Showing posts with label blog. Show all posts
Showing posts with label blog. Show all posts

Monday, April 9, 2012

I can't see any readers if I want to remain anonymous

That is probably the most common thing I say in emails. I really wish I didn't have to say it since we could really use the business, but I need to protect myself. Most guys are cool with it, but then there are some of my more zealous fans who try flattery, bribery and on the rare occasion cajolery to get me to change my mind.

I think the most imaginative idea was a private limo to take me to a hotel where my prospective customer would be waiting blindfolded. He would never see me and I would get to practice my craft in total anonymity. Hmmmmm... the blindfolded option. I can see it now... blindfolds, scented candles, feathers, soft music.

But I digress.

This brings me to my most insistent of fans. The guys who just won't take no for an answer. They beg. They lie. They threaten. I'm used to it. There's just something amusing about a guy threatening to call the cops, or out me over the internet. Heck, one guy said that if I saw him as a customer, he would protect me from all the other nutcases who were threatening me. Now that's original.

So when my Techno-Nerd Velma told me that someone was trying to post addresses where they might find me, she took matters into her own hands and deleted them. The way I see it, it's probably best if I don't show any addresses for any place around here. This is the dilemma...

Let's say someone actually figures out where I am and gives out the real address. There might be an increase in business, but more likely there will be some very nice men in crisp, clean uniforms asking me to explain this written journal documenting several years worth of prosecutable offenses.
Now let's say someone posts the address for another business. Do I care? Our competitor gets more customers. But chances are some unsuspecting girls are going to end up getting harassed too. So it ends up being a lose-lose for everyone.

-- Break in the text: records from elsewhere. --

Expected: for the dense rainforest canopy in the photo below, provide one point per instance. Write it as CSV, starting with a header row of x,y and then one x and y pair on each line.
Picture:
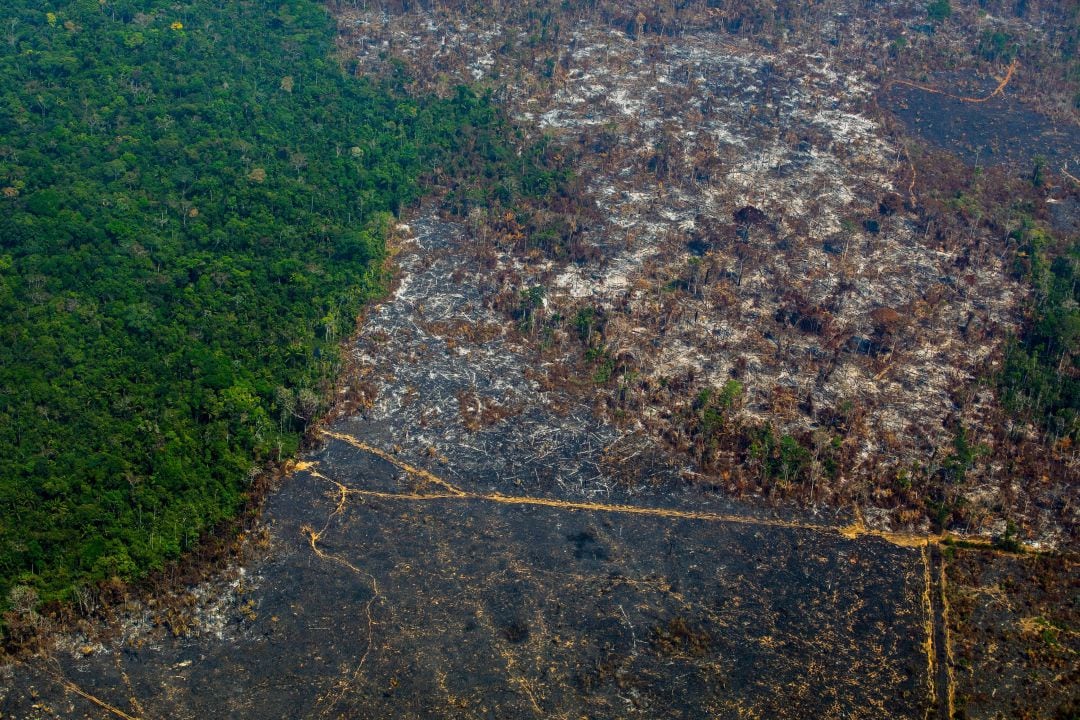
x,y
192,205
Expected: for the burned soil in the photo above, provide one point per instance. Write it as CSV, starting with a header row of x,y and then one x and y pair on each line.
x,y
526,504
1000,131
421,567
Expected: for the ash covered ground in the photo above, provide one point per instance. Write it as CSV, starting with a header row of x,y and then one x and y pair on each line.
x,y
489,531
423,566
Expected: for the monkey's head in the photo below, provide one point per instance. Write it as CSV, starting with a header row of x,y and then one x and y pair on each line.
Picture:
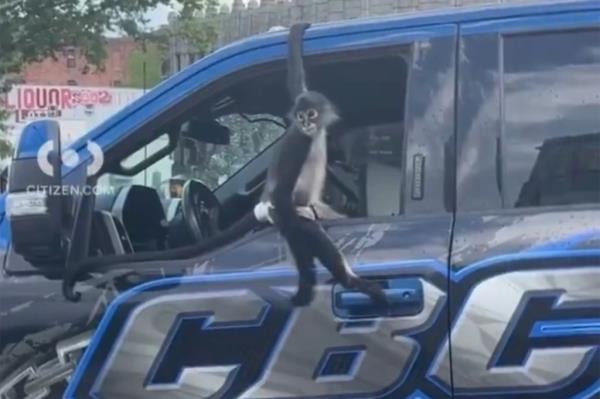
x,y
313,112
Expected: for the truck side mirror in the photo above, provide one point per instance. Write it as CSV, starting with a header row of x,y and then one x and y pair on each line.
x,y
34,210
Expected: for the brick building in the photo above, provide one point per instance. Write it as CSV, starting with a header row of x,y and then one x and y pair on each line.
x,y
71,67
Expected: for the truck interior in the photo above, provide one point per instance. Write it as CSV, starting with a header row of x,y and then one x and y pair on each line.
x,y
365,161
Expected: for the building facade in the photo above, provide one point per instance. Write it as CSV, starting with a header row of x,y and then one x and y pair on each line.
x,y
71,68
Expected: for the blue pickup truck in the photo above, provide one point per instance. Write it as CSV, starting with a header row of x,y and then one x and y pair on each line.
x,y
467,168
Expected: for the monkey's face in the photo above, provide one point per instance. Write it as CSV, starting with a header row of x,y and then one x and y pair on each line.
x,y
308,120
313,112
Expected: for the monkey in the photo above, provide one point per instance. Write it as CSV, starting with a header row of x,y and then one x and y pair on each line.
x,y
307,167
300,167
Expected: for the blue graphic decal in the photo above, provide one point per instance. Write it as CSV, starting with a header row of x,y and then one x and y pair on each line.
x,y
418,395
339,364
562,328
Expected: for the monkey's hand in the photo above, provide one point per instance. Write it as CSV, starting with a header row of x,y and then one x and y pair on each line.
x,y
324,211
263,212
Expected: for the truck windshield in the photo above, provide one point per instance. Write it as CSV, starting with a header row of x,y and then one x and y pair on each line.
x,y
210,163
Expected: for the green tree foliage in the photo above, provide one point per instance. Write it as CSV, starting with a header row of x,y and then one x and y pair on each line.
x,y
31,30
152,57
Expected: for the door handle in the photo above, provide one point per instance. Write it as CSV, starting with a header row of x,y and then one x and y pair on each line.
x,y
404,297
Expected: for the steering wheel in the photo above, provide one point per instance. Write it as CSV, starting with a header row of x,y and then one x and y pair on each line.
x,y
200,209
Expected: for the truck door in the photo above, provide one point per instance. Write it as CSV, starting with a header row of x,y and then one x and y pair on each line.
x,y
525,268
235,335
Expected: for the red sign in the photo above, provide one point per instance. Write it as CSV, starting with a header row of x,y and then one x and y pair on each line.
x,y
38,98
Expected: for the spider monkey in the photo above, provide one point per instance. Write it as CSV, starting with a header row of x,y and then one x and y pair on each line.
x,y
291,197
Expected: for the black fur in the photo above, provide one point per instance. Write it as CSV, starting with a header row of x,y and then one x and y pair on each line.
x,y
306,239
295,64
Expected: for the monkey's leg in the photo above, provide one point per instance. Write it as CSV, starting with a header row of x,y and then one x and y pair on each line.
x,y
330,257
307,277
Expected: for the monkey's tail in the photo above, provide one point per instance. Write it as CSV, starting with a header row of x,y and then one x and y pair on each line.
x,y
112,262
296,71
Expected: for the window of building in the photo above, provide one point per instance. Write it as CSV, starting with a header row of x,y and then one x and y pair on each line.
x,y
551,136
71,60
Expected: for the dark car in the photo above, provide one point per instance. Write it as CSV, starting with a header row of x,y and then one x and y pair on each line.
x,y
466,163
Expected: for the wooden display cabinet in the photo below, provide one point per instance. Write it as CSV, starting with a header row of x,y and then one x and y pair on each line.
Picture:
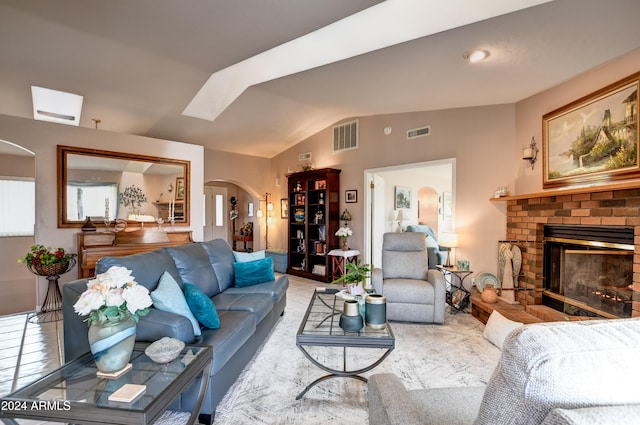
x,y
314,218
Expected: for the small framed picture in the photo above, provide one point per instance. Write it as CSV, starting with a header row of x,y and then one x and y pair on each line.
x,y
402,198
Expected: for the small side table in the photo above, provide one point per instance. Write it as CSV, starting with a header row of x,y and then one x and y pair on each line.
x,y
340,260
457,295
51,310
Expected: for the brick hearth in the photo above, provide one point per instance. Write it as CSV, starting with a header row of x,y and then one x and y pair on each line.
x,y
616,205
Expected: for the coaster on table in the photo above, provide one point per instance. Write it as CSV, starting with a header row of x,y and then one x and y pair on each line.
x,y
128,392
116,374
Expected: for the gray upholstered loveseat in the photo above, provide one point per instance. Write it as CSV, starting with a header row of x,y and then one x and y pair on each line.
x,y
549,373
246,314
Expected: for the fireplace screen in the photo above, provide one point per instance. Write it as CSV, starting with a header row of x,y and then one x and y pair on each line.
x,y
592,282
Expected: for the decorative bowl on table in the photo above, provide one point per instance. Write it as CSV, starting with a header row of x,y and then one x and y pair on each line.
x,y
164,350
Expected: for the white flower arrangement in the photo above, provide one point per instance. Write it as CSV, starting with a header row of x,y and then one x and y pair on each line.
x,y
344,232
113,295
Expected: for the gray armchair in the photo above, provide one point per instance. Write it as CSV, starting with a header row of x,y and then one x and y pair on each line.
x,y
414,293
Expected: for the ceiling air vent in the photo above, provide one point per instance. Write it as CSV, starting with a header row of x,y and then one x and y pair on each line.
x,y
345,136
418,132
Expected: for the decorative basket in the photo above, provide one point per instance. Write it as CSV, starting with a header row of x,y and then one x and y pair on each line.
x,y
54,269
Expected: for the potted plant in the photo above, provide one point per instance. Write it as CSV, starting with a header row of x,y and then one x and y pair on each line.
x,y
45,261
354,277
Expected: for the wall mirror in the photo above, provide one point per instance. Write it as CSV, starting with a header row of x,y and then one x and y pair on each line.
x,y
107,185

The truth is that since I've started this blog, lots of guys have now found me. At this point I probably get 1 or 2 guys a month that ask if I am or know CJ. And I tell them what I tell everyone else... "What the heck are you talking about?" And I can say that here because chances are that's what girls all over the valley are saying every day.

So I'm going to let Velma keep an eye on the blog and maybe even turn off the comments feature for now. Sorry about that guys. I really want some of this drama to end so I can get back to some good old fashioned tales of perversion!

CJ

Wednesday, July 23, 2008

Erotic Massage and the Internet

In case you haven’t noticed yet, I’m pretty computer illiterate. I can just about manage to post these blogs by myself, but that’s it. As you can see, this page is pretty plain since I can’t figure out how to add a background or a list of my favorite blogs. All I’ve figure out how to do on my own is post the occasional picture.

My partner-in-crime (Velma) helped me set this up, and I’ve taken it over from her. But she occasionally logs on and corrects my spelling and grammar. And in case you were wondering, only 2 people on the whole planet know I have this website – Trina and Velma. Trina because she’s my best friend and she helps me come up with topics, and Velma because she’s my techno-nerd and Go-To-Girl when my computer freezes up.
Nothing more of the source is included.